今天卡妙留下来给修罗收拾残局,米罗特意留到人都差不都走了,躲在角落里面想要知道卡妙怎么安置这朵花。摩羯宫的采光特别好,只要有太阳整个殿内都是亮堂又温暖的,卡妙将玫瑰放在阳光充足的地方,离开之前还在花瓣上轻轻抚摸了一下,就像在说,去去就回。

米罗被眼前的景象逗笑了,但是他并没出声,等到卡妙挽起袖子走到后面去帮忙,米罗就从角落里窜出来,拿走了那朵玫瑰开溜。

那时候米罗心中对于别人珍而重之,至少看上去特别珍惜的东西,总有一种破坏欲。

回到天蝎宫之后米罗想到卡妙发现花不见了却又找不到而着急的样子,忽然有种大仇得报的快感。

虽然从一开始他才是欺负人的那一个。

 

卡妙擦干净了手和修罗道别,走到安置玫瑰花的地方时发现花不翼而飞,表情一瞬间有些呆滞,除了意识到花不见了,更多的是一种类似万物如流水般无法挽留的无奈。

“卡妙,怎么了吗?”修罗见他呆立在哪里半晌没有动,过去问了一句,卡妙回头说没事的瞬间修罗看见许些阳光碎屑落进那双仿若的冻土的双瞳中的其中一个,凝固的鲜血似乎有了要化开的迹象。

修罗没来由的有了种负罪感,如同自己撕开了一个好不容易才结痂的伤口。

 

第三天米罗哼着歌去吃饭。他还是坐在老地方打算观察卡妙,然而接下来发生子电光火石之间的一系列事件有些超出米罗的理解能力,他刚坐下,屁股还没坐热就感一股森然寒气带着类似杀气的气势捉住了自己的衣领,接着整个人似乎在屁股悬空的瞬间接受了十倍乃至更甚的地球引力。

简言之,米罗一个屁股墩把自己摔懵了。

在场的所有人都被卡妙爆发性的举或是惊讶或是给吓得说不出话来,阿布罗狄捏着黑色的食人鱼玫瑰脸色镇定,心想今天这朵花八成是送不出去了,算了,拿去扎迪斯马斯克玩儿好了。
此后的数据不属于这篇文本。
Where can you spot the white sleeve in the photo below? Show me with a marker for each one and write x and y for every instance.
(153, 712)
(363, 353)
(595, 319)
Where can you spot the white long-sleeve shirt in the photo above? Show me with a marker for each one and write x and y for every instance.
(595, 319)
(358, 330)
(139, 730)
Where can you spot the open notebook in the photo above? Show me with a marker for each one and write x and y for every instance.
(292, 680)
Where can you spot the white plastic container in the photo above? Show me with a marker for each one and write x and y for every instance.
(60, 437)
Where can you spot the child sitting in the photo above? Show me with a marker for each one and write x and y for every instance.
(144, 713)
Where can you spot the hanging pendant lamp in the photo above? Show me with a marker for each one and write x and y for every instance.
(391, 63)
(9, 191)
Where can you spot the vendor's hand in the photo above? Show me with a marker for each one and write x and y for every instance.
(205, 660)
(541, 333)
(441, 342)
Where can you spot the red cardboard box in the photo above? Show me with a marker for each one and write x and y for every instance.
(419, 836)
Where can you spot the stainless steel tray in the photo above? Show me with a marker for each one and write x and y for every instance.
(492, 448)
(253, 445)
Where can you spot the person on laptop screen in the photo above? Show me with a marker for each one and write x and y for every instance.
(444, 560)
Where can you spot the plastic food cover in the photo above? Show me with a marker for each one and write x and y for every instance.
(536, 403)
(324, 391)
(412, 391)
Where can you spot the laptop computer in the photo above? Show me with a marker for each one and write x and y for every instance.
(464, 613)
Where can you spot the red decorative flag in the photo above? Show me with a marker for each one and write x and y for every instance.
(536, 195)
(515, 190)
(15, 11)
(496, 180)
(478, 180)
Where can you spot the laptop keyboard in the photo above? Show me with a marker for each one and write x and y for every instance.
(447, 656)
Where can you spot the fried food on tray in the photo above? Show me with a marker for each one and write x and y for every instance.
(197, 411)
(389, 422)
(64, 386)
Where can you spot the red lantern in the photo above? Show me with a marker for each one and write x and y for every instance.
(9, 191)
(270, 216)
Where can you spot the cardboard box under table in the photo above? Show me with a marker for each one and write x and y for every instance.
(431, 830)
米罗回过神之后用一种“你小子找茬啊?!”的眼神狠狠瞪向卡妙,然而这次在任何意义上都居高临下的卡妙不咸不淡地瞟了米罗一眼,仿佛在看一个死物。

那一刻米罗对于绝对零度有了一个比较成型的概念。

 

以米罗的个性遇到这种事情肯定是要打一架的但是从头到尾米罗都没有生出一点点要打架的意思。感到害怕当然是有的,但是比起恐惧更多的是好奇和不解。所以当他站起来拍拍屁股没有装作若无其事地逃到对面,而是直接拉过离自己最近的椅子坐下的时候,在场的众人受到了第二次惊吓。

最可怕的是,卡妙居然没有用冻气把人撵走。

接下来的好几天两个人都坐在一起吃饭,原来只有卡妙有固定座,现在米罗似乎也有了个固定座,卡妙的旁边。但是两人的关系却没有什么变化,要说他们熟悉起来了吧,顶多坐在一起吃饭,要说关系更恶劣了也谈不上,这两个人表达情绪的样子大家有目共睹。所以这种平衡以一种非常微妙的方式保持着。

米罗还是发现了一些不对劲的地方。

他可以感到卡妙不高兴。至少并不轻松。但是他找不到原因,如果是因为自己的恶作剧或者别的什么触怒了这位冷面杀神,那天他让自己当众出丑也算报复回来了,那么他不高兴的对象肯定不是我。

那究竟是怎么回事呢。

后来他呆在天蝎宫绞尽脑汁地回忆,印象中卡妙的表情和周气氛最柔和的时候。

是阿布罗狄给他玫瑰花的时候。

米罗头顶冒出小灯泡,他知道该怎么做了。

 

又是午饭散场之后,米罗跑到双鱼宫的花园,捂着鼻子四处找阿布罗狄,还要防止自己不小心蹭到花或者被有毒的花蹭到,好不容易找到人的时候本来就乱糟糟的头发更乱了。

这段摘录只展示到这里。